The originating idea for BD was more ambitious, with what we know as BD "cores" actually being inner clusters of execution inside of a larger overarching core's scheduler. More complex speculation, advanced multi-threading, and a much tighter critical L1D+EXE loop for very high clocks were the original motivations. Area savings, such as they were, would have been a secondary benefit.
Physical reality gutted the high clocks, and the Bulldozer line did nothing interesting, or at least nothing good, with the other motivations.
The second-order upsides to shared resources were measured to be as compelling as BD was found to be wanting.
All that aside, AMD was outplayed pretty seriously on the FP front, given the SSE5/FMA4/FMA3/AVX+noFMA mess.
Some items BD had were nice, but in general Intel had more influence and eventually what proved to be a cleaner and more extensible vector solution.
It all looks pretty good to me, at worst AMD should have a sound, solid design that they should be able to refine over time without having to "fight" it, as they did with Bulldozer.
Those discrete scheduling queues seem a bit odd, though.
At least initially, much of this seems to be on the order of a Haswell core, with SMT potentially closer in complexity to Sandy Bridge, with AVX, LS width, and memory speculation being the most notable areas where AMD has not shown features that bring it into parity with Haswell/Broadwell. That level of software equivalence is what I've seen mooted as a rough design goal in order to piggy-back on software generally targeting Intel.
The split integer schedulers looks like a possible power optimization. The IEUs are pretty generic in their support, with only certain instructions requiring specific lanes to be active. The znver1 patch indicated IE1 is the sole integer multipler, and IE2 is the sole integer divider. Call instructions can choose between 0 and 3. There's almost nothing referenced where the integer units need to work in concert like in the FPU.
Integer instructions that interact with the FP unit reside on 0 and 2.
An highly serial integer-only workload with little division could potentially ignore half the lanes, or more.

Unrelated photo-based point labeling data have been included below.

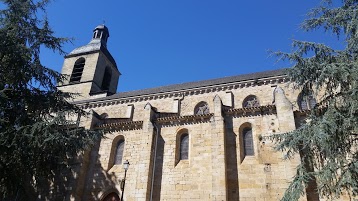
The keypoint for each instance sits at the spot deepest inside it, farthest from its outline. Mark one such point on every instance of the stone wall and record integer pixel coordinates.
(216, 168)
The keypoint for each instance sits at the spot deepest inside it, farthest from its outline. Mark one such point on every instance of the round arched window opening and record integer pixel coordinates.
(112, 197)
(201, 108)
(77, 70)
(250, 101)
(119, 153)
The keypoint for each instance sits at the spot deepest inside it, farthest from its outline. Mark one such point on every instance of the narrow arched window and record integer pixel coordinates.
(306, 102)
(77, 70)
(248, 142)
(112, 197)
(119, 153)
(201, 108)
(106, 78)
(184, 146)
(250, 101)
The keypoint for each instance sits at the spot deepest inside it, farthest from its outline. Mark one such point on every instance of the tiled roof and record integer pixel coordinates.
(192, 85)
(94, 46)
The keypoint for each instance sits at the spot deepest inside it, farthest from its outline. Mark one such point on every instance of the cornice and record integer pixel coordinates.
(180, 120)
(120, 125)
(180, 93)
(251, 111)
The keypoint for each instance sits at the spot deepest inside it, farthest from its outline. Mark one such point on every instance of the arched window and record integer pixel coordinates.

Splitting the schedulers may enable the more aggressive clock gating the IEUs have, and the core may be able to determine if specific units become less necessary for a stretch of cycles and gate them off. Perhaps other optimizations are possible if the integer cluster has banked resources for forwarding and the register file, where portions of those could be turned off if the schedulers detect that nothing their units need is valid due to a mispredict or the renamed registers they are linked to have been rendered obsolete.
The FPU is not really as capable of doing this due to the more heavy specialization and because multiple operations use multiple pipes at the same time.